The risks of climate change are top of mind right now.
On October 21st, the Financial Stability Oversight Council (FSOC) issued a Report on Climate-Related Financial Risk. This report is in response to the May 2021 Executive Order on Climate-Related Financial Risk. There’s a lot to wade through here, including 35 specific recommendations.
But even at this preliminary stage, two things are clear. First, the report recognizes that climate change is a risk to financial stability in the U.S. and encourages all member agencies to act promptly to begin addressing these risks. Second, financial services firms and insurers would be well-advised to begin thinking about climate risk now, if they haven’t already.
State and Federal regulators have underscored the urgency: in response to The Glasgow Declaration issued by the Network for Greening the Financial System (NGFS) at the COP26 meeting, both the Fed and the OCC issued statements in support. New York’s Department of Financial Services was the first U.S. regulator to join NGFS, and, also following COP26, announced the creation of a Climate Risk Division.
The FSOC report’s 35 recommendations fall into four broad categories:
- Building capacity and expanding efforts to address climate-related financial risks
- Filling climate-related data and methodological gaps
- Enhancing public climate-related disclosures
- Assessing and mitigating climate-related risks to financial stability
The report includes specific recommendations related to climate change data, disclosure and scenario analysis. It encourages agencies to leverage the Task Force on Climate Related Disclosures (TCFD) disclosure work and the NGFS scenario analyses. Coordination across member agencies and in international forums is a big theme.
The report also acknowledges that financially vulnerable communities will probably bear a disproportionate share of the adverse effects of climate change and encourages agencies to coordinate analysis of climate-related financial risk with efforts to understand impacts on communities and households.
In addition to the recommendations, the report acknowledges a number of impediments to assessing and addressing climate-related financial risk, including:
- Data limitations – specifically connecting the science of climate change to financial risk assessments
- Time horizon – many climate risks will manifest over a longer time horizon than businesses traditionally consider
- Complexity and uncertainty of climate risk – there is a high degree of uncertainty across the range of potential environmental and physical impacts
- Policy and economic uncertainty surrounding future potential policy can impede progress
- Trade-offs – between climate-related financial risk mitigation efforts and other objectives (e.g., efforts to mitigate climate risk could negatively impact objectives to promote community development in vulnerable communities); this is where there can be some friction between the “E” and the “S” in ESG
In statements supporting the FSOC report, Fed Chair Powell acknowledged that the Fed is developing a program of scenario analysis to evaluate the potential economic and financial risks posed by different climate outcomes.
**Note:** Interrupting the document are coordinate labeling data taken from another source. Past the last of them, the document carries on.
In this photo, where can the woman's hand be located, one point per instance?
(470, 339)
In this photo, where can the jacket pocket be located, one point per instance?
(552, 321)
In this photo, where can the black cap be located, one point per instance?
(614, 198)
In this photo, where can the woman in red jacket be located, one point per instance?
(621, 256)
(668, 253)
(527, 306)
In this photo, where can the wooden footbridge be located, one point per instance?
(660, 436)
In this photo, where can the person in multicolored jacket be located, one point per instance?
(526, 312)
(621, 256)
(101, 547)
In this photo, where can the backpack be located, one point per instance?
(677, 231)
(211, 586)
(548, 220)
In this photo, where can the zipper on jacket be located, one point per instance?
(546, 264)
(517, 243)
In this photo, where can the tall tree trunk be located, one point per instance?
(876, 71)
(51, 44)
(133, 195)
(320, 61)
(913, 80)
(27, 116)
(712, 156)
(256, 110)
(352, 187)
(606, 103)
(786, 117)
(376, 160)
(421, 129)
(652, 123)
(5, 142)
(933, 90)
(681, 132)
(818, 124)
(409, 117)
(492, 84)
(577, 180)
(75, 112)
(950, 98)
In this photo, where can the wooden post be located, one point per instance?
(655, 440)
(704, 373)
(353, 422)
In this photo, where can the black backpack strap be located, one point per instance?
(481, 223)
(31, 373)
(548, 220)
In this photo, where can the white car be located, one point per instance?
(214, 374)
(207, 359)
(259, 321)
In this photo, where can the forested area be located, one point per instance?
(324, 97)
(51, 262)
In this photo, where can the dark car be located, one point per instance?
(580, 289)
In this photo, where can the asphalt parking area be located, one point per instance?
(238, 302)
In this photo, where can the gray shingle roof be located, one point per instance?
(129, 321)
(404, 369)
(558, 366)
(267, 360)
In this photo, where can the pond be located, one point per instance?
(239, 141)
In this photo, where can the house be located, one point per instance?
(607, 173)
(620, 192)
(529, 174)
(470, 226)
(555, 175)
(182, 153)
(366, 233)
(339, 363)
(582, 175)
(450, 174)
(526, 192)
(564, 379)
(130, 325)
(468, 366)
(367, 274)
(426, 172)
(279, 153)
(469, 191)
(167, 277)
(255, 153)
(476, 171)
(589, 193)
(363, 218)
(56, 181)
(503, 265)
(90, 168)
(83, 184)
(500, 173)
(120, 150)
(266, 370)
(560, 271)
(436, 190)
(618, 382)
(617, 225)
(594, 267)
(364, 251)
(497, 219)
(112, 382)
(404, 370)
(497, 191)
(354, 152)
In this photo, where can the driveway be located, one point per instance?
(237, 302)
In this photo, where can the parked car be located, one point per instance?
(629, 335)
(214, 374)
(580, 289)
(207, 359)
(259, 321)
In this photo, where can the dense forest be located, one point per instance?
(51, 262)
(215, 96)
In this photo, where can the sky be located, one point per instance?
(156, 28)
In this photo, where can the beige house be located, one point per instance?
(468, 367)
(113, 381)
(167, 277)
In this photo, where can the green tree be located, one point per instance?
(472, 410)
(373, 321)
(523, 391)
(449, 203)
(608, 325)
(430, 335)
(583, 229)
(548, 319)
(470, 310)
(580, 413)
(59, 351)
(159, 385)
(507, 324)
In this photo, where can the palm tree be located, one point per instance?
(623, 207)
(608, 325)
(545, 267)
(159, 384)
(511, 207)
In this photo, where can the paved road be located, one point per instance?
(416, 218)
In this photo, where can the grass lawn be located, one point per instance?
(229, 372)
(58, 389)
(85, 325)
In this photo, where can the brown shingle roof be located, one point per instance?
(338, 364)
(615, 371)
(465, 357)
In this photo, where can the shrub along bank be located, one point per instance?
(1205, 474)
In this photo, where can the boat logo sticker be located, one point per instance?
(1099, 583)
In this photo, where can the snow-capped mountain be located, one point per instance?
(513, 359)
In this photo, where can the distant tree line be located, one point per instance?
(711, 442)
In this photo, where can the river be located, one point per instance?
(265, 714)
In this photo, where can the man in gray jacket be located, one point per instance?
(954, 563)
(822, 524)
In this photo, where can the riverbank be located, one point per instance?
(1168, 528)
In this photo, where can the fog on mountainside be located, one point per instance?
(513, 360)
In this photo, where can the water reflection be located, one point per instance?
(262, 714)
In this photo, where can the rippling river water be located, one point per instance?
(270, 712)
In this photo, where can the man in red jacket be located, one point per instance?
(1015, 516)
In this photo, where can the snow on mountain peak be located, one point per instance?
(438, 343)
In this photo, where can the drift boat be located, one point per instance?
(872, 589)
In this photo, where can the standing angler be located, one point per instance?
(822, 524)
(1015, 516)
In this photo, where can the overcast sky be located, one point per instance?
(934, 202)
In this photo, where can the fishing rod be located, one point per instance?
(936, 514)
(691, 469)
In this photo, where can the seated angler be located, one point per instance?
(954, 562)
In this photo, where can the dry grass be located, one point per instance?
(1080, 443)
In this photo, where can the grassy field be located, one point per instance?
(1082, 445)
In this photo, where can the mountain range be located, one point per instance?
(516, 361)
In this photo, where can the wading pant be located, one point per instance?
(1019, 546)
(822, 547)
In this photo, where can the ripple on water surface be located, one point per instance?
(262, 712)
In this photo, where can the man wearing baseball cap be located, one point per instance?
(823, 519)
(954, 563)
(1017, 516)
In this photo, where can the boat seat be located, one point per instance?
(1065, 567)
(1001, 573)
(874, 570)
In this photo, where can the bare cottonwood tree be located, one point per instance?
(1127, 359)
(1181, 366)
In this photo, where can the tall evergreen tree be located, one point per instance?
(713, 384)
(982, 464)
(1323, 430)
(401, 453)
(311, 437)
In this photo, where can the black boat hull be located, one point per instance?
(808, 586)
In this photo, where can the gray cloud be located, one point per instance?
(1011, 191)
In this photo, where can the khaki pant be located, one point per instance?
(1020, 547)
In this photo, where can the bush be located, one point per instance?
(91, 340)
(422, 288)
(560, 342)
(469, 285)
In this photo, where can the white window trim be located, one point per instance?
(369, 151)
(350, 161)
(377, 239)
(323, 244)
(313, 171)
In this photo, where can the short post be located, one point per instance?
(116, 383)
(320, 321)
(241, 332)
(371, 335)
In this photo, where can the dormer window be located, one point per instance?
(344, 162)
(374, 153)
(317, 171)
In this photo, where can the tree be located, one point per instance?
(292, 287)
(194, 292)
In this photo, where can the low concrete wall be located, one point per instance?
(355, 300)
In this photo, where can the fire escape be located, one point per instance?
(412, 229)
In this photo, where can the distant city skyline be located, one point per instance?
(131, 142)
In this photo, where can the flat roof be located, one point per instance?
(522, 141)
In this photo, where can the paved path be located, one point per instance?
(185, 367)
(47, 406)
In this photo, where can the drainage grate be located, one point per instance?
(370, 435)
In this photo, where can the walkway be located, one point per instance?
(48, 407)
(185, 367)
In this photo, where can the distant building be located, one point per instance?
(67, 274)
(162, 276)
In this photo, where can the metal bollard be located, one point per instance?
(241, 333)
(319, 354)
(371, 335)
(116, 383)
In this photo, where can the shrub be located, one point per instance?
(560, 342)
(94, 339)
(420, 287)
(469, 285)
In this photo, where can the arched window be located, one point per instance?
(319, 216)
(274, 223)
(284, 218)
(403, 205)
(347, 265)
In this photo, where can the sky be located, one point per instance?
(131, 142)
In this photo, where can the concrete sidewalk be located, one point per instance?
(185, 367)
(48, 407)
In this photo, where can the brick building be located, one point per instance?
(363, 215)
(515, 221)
Acting Comptroller Mike Hsu’s statement noted that the OCC is developing high level climate risk management supervisory expectations for large banks, with the goal of releasing it by year end.
My reading of the report and the accompanying statements from FSOC members is that many agencies are likely going to devote significant near-term attention to two efforts: (1) building expertise and capacity as it relates to climate change and (2) identifying and closing data and methodological gaps. These two efforts should provide the groundwork to enhance public disclosure and to inform risk identification and mitigation using scenario analysis.
Given the uncertainty, even amongst the regulators, of exactly how to approach identifying, quantifying and mitigating climate-related financial risks, forward-thinking financial institutions may have a great opportunity to help shape the direction of this inevitable regulatory scrutiny.
But make no mistake, some type of supervisory guidance is likely coming soon. Both the Fed and the OCC have confirmed as much. The FSOC report provides a framework for how the agencies are thinking about this issue today and their likely path forward.
Banks should begin now to expand their thinking on climate risk as the focus widens from an investor-focused ESG or Corporate Social Responsibility lens to one that also includes identifying and mitigating climate-related financial risks. Being mindful of the potential friction between environmental and social impacts will be important. Building capacity and expertise from a risk management standpoint, understanding data gaps, and taking a hard look at the robustness and quality of public disclosures are all good places to start.